Dans un long article publié en 2017 et intitulé «La vérité cachée des « Marocains », pillage et viol des troupes françaises dans la moitié de l’Italie», le média italien La Stampa a retracé cette face cachée de l’histoire de la Deuxième Guerre mondiale. Il rapporte que ces événements ont été signalés dans plusieurs municipalités de l’actuelle région de Latium. «Des milliers de femmes étaient infectées par la syphilis, la blennorrhagie (chaude-pisse, infection sexuellement transmissible, ndlr) et d’autres maladies vénériennes». «Elle infectaient souvent leurs maris légitimes», enchaîne le média italien.

«Des milliers de femmes seraient tombées enceintes : le seul orphelinat de Veroli (région Latium) a accueilli après la guerre environ 400 enfants nés de ces unions forcées. Beaucoup de femmes ont été expulsées de leurs communautés à cause des préjugés de l’époque, répudiées, certaines avaient fini par se suicider ou par émigrer vers d’autres régions.»

La Stampa

Une mère célibataire à Ciociarie. / Ph. La StampaUne mère célibataire à Ciociarie. / Ph. La StampaUne mère célibataire à Ciociarie. / Ph. La Stampa

Des «Français blancs» tout aussi coupables

Citant des documents des Archives de l’État central, La Stampa affirme que contrairement aux versions qui accusent seulement les goumiers, «même les Français blancs en seraient coupables». «Considérant que les Français européens constituaient 40% de l’ensemble du CEF, la responsabilité des violences aurait été limitée aux seuls goumiers marocains», précise le média. Mais celui-ci cite une déclaration attribuée au général Juin, encourageant les soldats à tout se permettre pour vaincre l’ennemi :

«Soldats ! Cette fois, ce n’est pas seulement la liberté de vos terres que je vous offre si vous gagnez cette bataille.Derrière les lignes de l’ennemi, il y a des femmes, des maisons et l’un des meilleurs vins du monde.Tout cela sera à vous si vous gagnez. Vous devrez tuer les Allemands jusqu’au dernier homme à n’importe quel prix.»

Déclaration attribuée au général Juin

Un timbre émis par la République française célébrant la distinction des goumiers. / Ph. DRUn timbre émis par la République française célébrant la distinction des goumiers. / Ph.

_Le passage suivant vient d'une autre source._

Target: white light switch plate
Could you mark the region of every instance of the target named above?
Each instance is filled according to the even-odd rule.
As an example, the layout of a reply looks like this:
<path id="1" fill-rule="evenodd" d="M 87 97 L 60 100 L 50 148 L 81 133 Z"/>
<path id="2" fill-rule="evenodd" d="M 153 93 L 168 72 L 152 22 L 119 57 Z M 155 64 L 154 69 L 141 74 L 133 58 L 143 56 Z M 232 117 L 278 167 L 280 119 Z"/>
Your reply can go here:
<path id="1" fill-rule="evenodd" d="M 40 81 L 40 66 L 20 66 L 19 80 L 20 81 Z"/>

DR

Le média n’impute pas la responsabilité aux goumiers, mais à leur commandement français. «Le commandant en chef de la France Libre, Charles De Gaulle, [se trouvait] avec son ministre de la guerre André Diethelm à Polleca près du baron de Rosselli. Il y a des photographies incontestables et même un discours qu’il a donné sur place à cette époque. Les violences s’étaient donc produites sous ses yeux», conclut La Stampa.  

Des sources rapportent, de leur côté, que le pape Pie XII avait sollicité le général de Gaulle pour qu’il prît des mesures face à cette situation. «La réponse qu’il reçut du général montrait à la fois sa compassion et son irritation». Jusqu’à 1945, la justice française aurait entamé 160 procédures judiciaires à l’encontre de 360 individus. En 1950, l’Union des Femmes Italiennes, organisation communiste féminine, avait tenté d’obtenir des indemnités pour les Italiennes et Italiens victimes de ces violences, en vain.

«Le 26 novembre 2004, des excuses officielles du président d’une association d’anciens combattants marocains, Ahmed Benrahhalate, ont été présentées au Monte Cassino», rapporte un reportage d’une chaîne italienne. Lui-même fils d’un goumier, Benrahhalate avait estimé avoir «un devoir moral de présenter [des] excuses aux Italiens pour les crimes des troupes marocaines».